The effects of maternal postpartum vitamin A or β-carotene supplementation on maternal and infant serum retinol concentrations, modified relative dose-response (MRDR) ratios and breast milk vitamin A concentrations were assessed during a community-based trial in Matlab, Bangladesh. At 1–3 wk postpartum, women were randomly assigned to receive either (1) a single dose of 200,000 international units [60,000 retinol equivalents (RE)] vitamin A followed by daily placebos (n = 74), (2) daily doses of β-carotene [7.8 mg (1300 RE)] (n = 73) or (3) daily placebos (n = 73) until 9 mo postpartum. Compared to placebos, vitamin A supplementation resulted in lower maternal MRDR ratios (i.e., increased liver stores) and higher milk vitamin A concentrations at 3 mo, but these improvements were not sustained. The β-carotene supplementation acted more slowly, resulting in milk vitamin A concentrations higher than the placebo group only at 9 mo. Irrespective of treatment group, over 50% of women produced milk with low vitamin A concentrations (≤1.05 μmol/L or ≤0.28 μmol/g fat) throughout the study.
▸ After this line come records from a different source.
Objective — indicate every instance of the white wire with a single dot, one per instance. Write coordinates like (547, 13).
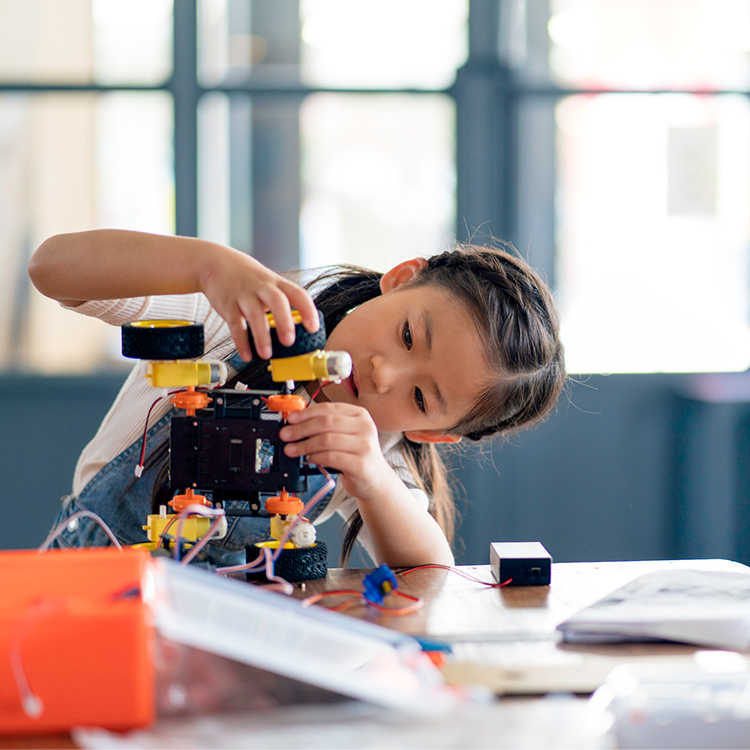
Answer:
(78, 514)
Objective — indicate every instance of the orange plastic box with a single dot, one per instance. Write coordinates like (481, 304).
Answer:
(75, 640)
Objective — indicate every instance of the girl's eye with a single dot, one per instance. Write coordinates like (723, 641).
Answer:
(419, 399)
(407, 335)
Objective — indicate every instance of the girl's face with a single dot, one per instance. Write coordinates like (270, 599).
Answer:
(418, 361)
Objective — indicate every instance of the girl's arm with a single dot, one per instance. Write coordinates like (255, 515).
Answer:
(112, 264)
(344, 437)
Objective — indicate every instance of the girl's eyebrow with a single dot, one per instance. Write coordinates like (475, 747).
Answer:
(428, 329)
(427, 323)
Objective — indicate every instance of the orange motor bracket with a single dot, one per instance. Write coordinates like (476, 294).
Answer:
(286, 403)
(190, 400)
(76, 641)
(284, 504)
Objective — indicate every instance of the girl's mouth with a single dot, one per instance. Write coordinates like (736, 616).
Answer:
(351, 385)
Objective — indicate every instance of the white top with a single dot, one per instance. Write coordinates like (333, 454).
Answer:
(125, 421)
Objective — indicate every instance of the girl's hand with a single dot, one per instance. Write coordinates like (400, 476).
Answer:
(115, 263)
(242, 291)
(342, 437)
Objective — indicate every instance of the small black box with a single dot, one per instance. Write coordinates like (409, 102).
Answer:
(526, 563)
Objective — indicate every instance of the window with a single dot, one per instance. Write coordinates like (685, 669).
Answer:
(651, 176)
(231, 119)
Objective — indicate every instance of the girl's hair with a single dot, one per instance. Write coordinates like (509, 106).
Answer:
(515, 316)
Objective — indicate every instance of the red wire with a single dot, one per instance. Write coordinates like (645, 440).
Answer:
(458, 572)
(356, 596)
(145, 429)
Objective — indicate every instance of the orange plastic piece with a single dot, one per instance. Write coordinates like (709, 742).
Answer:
(284, 504)
(286, 403)
(180, 502)
(190, 400)
(76, 622)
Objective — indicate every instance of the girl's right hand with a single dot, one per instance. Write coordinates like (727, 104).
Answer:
(242, 290)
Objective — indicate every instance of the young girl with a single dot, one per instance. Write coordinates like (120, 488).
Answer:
(463, 344)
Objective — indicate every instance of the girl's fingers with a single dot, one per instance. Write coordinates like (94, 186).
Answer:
(303, 302)
(260, 330)
(238, 332)
(278, 304)
(326, 425)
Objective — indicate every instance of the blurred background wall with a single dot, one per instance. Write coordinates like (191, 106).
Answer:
(608, 140)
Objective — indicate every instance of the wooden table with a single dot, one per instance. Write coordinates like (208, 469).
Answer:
(505, 638)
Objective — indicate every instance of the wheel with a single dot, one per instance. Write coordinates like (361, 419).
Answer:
(296, 564)
(162, 339)
(304, 341)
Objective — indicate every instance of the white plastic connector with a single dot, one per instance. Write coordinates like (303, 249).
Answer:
(303, 534)
(339, 365)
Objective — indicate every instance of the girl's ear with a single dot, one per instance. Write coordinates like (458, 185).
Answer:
(401, 273)
(431, 436)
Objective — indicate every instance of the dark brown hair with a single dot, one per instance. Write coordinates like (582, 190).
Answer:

Overall, mean maternal serum retinol concentrations were not affected by supplementation. Compared to the placebo group, the mean MRDR ratio of 6-mo-old infants was higher in the vitamin A group. Infants (33%) had serum retinol concentrations <0.70 μmol/L and 88% had MRDR ratios ≥0.06. We conclude that while both interventions were beneficial, neither was sufficient to correct the underlying subclinical vitamin A deficiency in these women nor to bring their infants into adequate vitamin A status.